Y como trasfondos epocales la crisis ecológica y su pariente cercano: el agotamiento de la matriz energética petróleo intensiva. O las recurrentes crisis humanitarias de Africa y América Latina.
Y sin embargo seguimos deseándonos un Feliz 2009. Un poco por la empecinada esperanza que nos hace humanos.

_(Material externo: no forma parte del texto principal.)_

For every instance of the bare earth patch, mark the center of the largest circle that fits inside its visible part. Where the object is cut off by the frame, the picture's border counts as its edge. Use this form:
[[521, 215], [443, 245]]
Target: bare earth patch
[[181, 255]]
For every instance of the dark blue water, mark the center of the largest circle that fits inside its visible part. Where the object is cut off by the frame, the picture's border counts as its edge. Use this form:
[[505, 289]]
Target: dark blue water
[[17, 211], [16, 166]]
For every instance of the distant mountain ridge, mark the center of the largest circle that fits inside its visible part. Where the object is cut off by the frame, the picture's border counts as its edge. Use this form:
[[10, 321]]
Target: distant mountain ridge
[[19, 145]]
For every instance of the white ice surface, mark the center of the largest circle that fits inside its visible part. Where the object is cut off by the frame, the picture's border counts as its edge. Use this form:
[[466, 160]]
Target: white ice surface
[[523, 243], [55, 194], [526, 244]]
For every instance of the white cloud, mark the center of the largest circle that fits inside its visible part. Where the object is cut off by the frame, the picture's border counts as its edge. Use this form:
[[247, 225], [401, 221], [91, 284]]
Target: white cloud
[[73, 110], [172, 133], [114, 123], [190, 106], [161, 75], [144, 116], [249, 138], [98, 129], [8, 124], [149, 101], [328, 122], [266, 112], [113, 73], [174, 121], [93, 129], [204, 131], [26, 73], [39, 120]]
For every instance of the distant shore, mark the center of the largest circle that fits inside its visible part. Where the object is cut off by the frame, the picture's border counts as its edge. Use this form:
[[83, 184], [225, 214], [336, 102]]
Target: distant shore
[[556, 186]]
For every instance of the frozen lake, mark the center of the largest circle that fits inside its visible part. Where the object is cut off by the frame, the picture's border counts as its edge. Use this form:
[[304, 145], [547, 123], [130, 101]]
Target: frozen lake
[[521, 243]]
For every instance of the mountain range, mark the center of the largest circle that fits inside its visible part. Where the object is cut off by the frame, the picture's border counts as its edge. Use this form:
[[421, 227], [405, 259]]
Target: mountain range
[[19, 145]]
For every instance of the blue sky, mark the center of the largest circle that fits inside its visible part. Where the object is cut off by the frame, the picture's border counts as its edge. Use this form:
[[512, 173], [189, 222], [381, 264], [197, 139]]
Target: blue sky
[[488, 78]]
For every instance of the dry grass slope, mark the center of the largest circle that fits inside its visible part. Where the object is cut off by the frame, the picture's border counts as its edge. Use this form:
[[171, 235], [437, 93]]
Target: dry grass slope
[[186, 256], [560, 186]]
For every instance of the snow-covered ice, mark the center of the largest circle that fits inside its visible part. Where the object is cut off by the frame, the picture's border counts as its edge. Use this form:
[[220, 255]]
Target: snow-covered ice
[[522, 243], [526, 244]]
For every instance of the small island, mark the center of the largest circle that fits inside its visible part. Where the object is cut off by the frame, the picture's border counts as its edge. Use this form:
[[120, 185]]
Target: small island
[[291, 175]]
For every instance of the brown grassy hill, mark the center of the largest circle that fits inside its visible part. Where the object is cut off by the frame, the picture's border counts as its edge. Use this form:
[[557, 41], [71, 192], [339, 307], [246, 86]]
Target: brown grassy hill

Otro poco como conjuro: por si a fuerza de mentarlo feliz logramos un 2009 un poquito mejor que este 2008 que vamos dejando.
Entre la esperanza y el conjuro la gestión cultural tiene mucho que aportar en la construcción compartida de un mundo más feliz.
Alfons Martinell Sempere sostenía en un documento publicado por Iberformat que ya hemos comentado en este blog: “… la finalidad de la gestión cultural está centrada en promover todo tipo de prácticas culturales de la vida cotidiana de una sociedad que lleve a la concertación, al reconocimiento de la diferencia, a la invención y recreación permanente de las identidades y al descubrimiento de razones para la convivencia social.
Un desafío no menor para nuestra profesión de cara a un 2009 que, como dijimos, se presagia difícil: buscar razones para la convivencia social.
Una amiga de Entre Ríos – provincia de la Argentina – un disco del poeta y cator entrerriano Víctor Velazquez. Allí escuche estas “Décimas de Antonio Alejandro Gil – Del Libro Tinajas” que expresan desde la poesía folklórica un estilo de hacer que también “busca razones para la convivencia”:
… lucidez en el decir/ transparente la intención/ piedad en el corazón/ vivir y dejar vivir (…) ofendido perdonar/ o echar la ofensa al olvido/ hablar con hondo sentido/ hablar y dejar hablar (…) aunque te sobre razón/ y estar convencido creas/ es imperioso que seas/ capaz de condescender/ una cosa es imponer/ otra intercambiar ideas (…) que no todo sea ganancia/ a lo largo del camino/ cambia de sabor el vino/ cuando no hay con quien brindar/ ¿Qué harás con atesorar y ser opulento en bienes?/ si entre tus bienes no tienes/ el bien supremo de dar (…)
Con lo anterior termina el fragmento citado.